Manifestement, ce vendredi 29 juin 201 sur une télévision libre, venu présenter un projet d’emblème pour la Martinique, le maire du Vauclin Raymond Occolier cachait mal ses réticences à utiliser le mot « drapeau » pour désigner son projet. Ses hésitations tiennent sans doute au fait qu’il avait été un militant indépendantiste, rappelle-t-il, et un partisan actif du remplacement du drapeau français par celui d’une Martinique indépendante, poursuit-il. Il a donc une parfaite connaissance de la signification du drapeau vert-rouge-noir auquel il était acquis. Ce drapeau a une histoire sur laquelle on ne reviendra pas ici, mais qu’il n’est pas possible d’effacer, le temps et les gestes étant les meilleurs ouvriers en la matière. Il n’a pas de concurrent et il ne semble pas qu’une cocarde à venir, dépourvue de charge et de patine politiques puisse un jour lui faire concurrence.
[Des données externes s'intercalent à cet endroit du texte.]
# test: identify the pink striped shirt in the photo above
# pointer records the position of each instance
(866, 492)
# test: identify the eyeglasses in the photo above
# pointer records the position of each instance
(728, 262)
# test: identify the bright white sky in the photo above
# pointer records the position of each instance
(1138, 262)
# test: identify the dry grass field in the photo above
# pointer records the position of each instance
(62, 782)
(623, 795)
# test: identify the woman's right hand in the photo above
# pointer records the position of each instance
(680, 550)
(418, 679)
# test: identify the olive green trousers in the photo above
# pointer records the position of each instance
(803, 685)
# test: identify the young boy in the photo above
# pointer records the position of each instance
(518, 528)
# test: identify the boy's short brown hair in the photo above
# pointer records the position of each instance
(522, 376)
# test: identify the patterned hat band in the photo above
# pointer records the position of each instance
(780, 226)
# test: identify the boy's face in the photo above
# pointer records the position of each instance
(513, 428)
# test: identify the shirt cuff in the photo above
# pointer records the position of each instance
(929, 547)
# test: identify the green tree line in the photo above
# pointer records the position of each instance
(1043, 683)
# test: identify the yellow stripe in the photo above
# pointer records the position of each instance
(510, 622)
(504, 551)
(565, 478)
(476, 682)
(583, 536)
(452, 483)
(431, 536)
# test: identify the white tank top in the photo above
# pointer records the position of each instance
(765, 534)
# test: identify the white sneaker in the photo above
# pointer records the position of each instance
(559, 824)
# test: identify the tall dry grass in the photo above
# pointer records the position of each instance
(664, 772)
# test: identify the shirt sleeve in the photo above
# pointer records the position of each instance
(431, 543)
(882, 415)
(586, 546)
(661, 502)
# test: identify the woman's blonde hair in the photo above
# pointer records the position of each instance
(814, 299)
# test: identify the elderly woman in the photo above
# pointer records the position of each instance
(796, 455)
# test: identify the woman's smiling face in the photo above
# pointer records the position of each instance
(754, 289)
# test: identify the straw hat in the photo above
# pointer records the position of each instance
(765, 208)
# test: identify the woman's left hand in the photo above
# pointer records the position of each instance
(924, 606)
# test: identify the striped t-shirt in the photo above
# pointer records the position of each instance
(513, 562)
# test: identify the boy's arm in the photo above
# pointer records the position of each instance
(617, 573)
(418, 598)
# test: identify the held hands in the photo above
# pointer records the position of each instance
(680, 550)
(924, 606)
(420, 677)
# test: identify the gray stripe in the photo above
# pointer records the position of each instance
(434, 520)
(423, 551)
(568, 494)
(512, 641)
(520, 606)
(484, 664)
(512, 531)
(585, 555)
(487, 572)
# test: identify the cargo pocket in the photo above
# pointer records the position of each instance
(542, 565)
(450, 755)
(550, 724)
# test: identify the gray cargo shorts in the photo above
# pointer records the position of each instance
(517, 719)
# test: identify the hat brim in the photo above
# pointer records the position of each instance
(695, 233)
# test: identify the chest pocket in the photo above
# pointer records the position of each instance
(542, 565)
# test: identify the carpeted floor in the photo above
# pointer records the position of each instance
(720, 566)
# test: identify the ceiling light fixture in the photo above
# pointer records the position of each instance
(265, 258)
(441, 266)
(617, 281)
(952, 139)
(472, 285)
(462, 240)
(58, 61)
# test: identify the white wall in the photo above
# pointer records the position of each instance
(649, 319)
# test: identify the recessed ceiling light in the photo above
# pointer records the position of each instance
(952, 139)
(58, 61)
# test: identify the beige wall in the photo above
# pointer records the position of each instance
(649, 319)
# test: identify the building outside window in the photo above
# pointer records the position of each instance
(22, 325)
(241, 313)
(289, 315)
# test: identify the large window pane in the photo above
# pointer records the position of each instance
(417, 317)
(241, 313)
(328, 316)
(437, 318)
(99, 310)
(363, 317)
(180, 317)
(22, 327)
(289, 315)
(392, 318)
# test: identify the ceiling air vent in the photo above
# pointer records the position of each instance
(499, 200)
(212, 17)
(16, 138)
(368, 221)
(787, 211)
En effet, il est permis de penser que si la Martinique devient un jour indépendante, ce drapeau s’imposera naturellement. Mieux, si la Martinique s’inscrit dans une perspective ou un processus d’indépendantiste rampant, son intrusion subtile ou forcée se comprend également. Il peut être l’expression d’un aboutissement ou un élément de prospérité de l’idée d’indépendance. Dans tous les cas il s’agit de symbole ou d’ambition de rupture. C’est dans cet esprit qu’il convient de considérer le geste du maire du Prêcheur, après celui de son ancien collègue de Ste Anne, de pavoiser leurs mairies de ces couleurs. Celles-ci n’ont pas vocation à distinguer une région ou une province française lors d’une compétition caraïbe de tir aux pigeons. Le drapeau rouge-vert-rouge sera un drapeau porteur de signification politique ou ne sera pas. C’est ce que semble voir compris le maire du Vauclin qui refuse de s’inscrire dans cette perspective en proposant son projet d’emblème.
Reste qu’il y a peu de chances que les adeptes du « Rouge vert noir », qui fêteront bientôt ces couleurs au Domaine de Tivoli, laissent prospérer cet emblème, ou un autre, dont le choix pourrait renvoyer aux calendes grecques l’adoption de leur drapeau national.